When beer hits FG, turn fridge to 10C. When beer is 10C add 2tsp gelatin to 100ml water in a pot and let sit for ten minutes. Pop in thermometer and bring up to 75C on stove. Add to fermenter. Wait at least 36 hours.

Boil the kettle and add 4g of polyclar to a coffee cup then pour in 50ml of boiling water. Stir vigorously for 5 minutes. Add to fermenter. Wait a day and bottle.

Crystal clear beer, every time.
 
I've got an Irish Red extract brew that is still a bit hazy even after nearly 5 weeks in the bottle. I CCed for 2 days before bottling and chilled a couple of bottles in the fridge for 4 days but still a bit muddy. I used Wyeast Irish Ale yeast which I understand is a low floccer but my samples I took from my 3 litre starter are now lovely and clear in the fridge.
I'm hesitant to use any finings or gelatine because I want only the pure ingredients of beer in my brews. I'm also of the opinion that yeast in the bottles may play a major part in conditioning beer after bottling but not sure of what amounts are necessary or effective. I'm hoping that this brew will settle out a little more in the weeks to come because I have found that the yeast flavour is a little overpowering. Has anyone had a similar experience with this yeast or any other? Thoughts?
 
Thanks for the helpfull replies I think it may have been the pour more then anything
just 1 other thing once bottled how long till i can put in the fridge? thanks again.
 
Wait at the (absolute!) least a week for carbonation to happen - you'll be able to tell how carbed they are with PET bottles, if you're using them, by how hard they become. I normally give my brews 2-4 weeks in the bathroom(coolest room in the house) before i start quaffing.
 
Wait at the (absolute!) least a week for carbonation to happen - you'll be able to tell how carbed they are with PET bottles, if you're using them, by how hard they become. I normally give my brews 2-4 weeks in the bathroom(coolest room in the house) before i start quaffing.

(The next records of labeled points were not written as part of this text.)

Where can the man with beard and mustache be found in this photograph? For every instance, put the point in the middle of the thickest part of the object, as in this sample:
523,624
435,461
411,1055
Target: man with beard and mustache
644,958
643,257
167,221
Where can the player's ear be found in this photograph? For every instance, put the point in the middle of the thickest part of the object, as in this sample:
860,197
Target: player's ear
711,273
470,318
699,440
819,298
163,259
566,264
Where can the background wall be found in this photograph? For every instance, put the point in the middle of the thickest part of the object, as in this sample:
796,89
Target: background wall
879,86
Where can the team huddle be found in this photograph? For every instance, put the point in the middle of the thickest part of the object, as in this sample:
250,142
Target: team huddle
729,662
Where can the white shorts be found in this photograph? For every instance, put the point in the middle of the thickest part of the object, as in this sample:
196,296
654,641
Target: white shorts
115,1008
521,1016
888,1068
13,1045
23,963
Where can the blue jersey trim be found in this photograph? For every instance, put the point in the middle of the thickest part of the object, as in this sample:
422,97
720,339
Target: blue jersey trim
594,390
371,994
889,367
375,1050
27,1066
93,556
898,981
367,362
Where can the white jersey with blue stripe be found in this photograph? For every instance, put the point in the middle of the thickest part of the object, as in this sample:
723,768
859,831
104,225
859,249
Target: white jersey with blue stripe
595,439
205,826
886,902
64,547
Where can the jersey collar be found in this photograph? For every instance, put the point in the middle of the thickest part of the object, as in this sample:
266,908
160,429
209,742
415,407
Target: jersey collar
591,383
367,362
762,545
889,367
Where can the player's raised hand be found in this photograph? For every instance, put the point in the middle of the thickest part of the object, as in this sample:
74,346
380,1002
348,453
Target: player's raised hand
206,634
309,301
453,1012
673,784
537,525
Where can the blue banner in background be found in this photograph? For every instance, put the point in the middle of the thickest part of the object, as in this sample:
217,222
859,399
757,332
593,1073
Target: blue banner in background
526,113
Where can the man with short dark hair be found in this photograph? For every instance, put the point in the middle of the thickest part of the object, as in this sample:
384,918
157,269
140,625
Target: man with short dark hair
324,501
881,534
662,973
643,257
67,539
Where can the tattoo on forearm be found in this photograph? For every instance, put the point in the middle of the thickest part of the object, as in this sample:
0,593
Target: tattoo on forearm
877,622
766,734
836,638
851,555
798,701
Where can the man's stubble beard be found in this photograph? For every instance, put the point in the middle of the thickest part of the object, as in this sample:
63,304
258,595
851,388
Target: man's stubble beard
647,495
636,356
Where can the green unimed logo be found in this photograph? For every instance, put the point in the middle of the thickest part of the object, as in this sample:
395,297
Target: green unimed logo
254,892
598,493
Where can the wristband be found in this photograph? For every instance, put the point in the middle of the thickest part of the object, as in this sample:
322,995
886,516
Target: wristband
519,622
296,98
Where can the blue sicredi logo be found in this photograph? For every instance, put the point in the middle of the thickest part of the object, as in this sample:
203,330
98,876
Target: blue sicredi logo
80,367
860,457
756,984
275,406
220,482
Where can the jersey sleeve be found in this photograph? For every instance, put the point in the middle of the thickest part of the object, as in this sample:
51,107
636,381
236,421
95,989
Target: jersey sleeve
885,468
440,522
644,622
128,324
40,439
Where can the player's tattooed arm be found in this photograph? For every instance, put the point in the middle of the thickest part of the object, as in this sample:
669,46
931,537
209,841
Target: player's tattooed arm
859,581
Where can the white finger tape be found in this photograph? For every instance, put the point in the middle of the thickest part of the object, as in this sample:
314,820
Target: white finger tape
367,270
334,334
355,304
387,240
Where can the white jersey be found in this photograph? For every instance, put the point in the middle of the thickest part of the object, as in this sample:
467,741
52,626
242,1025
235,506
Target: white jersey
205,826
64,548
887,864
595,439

Im using glass so yea might wait a bit longer it been 2 weeks this saturday
 
There is no how long. There is only carbonation. Depending on the weather and other factors, that can happen in 5 days or 6 weeks.

Generally a fortnight is a safe bet but crack 1 or two and see before you put the lot in.
 
In regards to carbonation, can the bottles be shaken during this time? I know that it will stir it up, but if it is left again, will it matter?
 
In regards to carbonation, can the bottles be shaken during this time? I know that it will stir it up, but if it is left again, will it matter?

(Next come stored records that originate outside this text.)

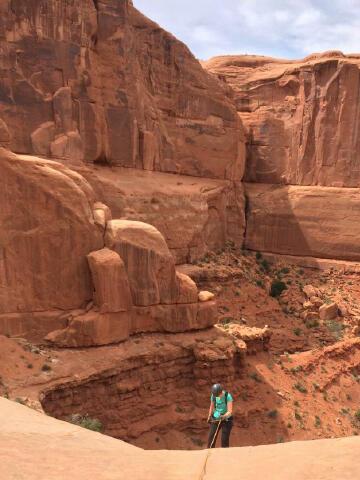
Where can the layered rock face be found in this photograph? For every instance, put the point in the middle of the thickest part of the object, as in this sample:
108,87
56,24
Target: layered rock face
193,214
47,229
136,290
301,116
99,82
302,120
304,221
149,385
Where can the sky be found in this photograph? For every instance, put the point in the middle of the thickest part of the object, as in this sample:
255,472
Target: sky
277,28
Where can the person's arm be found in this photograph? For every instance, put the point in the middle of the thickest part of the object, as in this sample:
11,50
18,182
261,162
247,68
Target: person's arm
229,412
211,409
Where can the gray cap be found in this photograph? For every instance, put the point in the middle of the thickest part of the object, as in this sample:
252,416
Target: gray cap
216,389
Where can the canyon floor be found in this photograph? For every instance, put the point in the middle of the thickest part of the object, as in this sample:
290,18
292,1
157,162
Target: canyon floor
299,381
36,446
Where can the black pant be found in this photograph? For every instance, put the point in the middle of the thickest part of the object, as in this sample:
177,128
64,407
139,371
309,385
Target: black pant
225,427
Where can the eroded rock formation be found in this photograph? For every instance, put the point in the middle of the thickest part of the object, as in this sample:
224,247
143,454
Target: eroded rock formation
302,129
99,82
301,117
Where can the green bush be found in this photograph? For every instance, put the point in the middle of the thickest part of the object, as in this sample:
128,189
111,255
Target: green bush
277,287
285,270
300,387
265,265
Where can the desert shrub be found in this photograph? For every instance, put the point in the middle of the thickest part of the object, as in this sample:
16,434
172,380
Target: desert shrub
277,287
300,387
86,422
336,328
265,265
255,377
197,441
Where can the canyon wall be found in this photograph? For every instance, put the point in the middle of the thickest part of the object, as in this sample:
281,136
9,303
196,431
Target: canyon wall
302,122
98,84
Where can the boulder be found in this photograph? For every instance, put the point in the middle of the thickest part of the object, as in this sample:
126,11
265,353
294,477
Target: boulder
310,291
328,311
316,301
4,135
112,291
46,230
188,291
149,264
42,137
102,214
206,296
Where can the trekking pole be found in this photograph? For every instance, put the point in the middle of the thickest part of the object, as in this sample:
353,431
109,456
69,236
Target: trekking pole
214,437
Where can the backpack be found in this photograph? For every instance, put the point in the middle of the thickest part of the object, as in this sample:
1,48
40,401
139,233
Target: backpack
226,400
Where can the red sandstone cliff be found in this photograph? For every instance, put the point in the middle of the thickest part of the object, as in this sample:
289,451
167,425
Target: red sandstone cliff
99,82
302,117
302,121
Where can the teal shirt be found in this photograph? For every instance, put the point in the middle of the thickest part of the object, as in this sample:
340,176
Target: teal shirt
220,405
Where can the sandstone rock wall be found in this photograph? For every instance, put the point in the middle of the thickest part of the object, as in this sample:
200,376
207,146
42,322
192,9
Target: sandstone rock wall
99,82
193,214
302,117
304,221
302,121
155,388
46,230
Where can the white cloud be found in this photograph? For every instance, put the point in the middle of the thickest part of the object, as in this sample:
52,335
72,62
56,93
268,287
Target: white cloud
279,28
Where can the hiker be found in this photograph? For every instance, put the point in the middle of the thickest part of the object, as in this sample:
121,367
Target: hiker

Yes the bottles can be shaken and no, it won't matter.

Probably the biggest influence on carbonation time in bottle conditioning is the number of yeast cells in your bottle at bottling and temperature. I've had murky bottles at 25C carbed in 4 days. I've also had crystal-clear bottles take 3 weeks to get fizzed up.
 
What about the amount, type, flocculation etc of yeast in the bottles regarding conditioning of the beer as opposed to carbonation?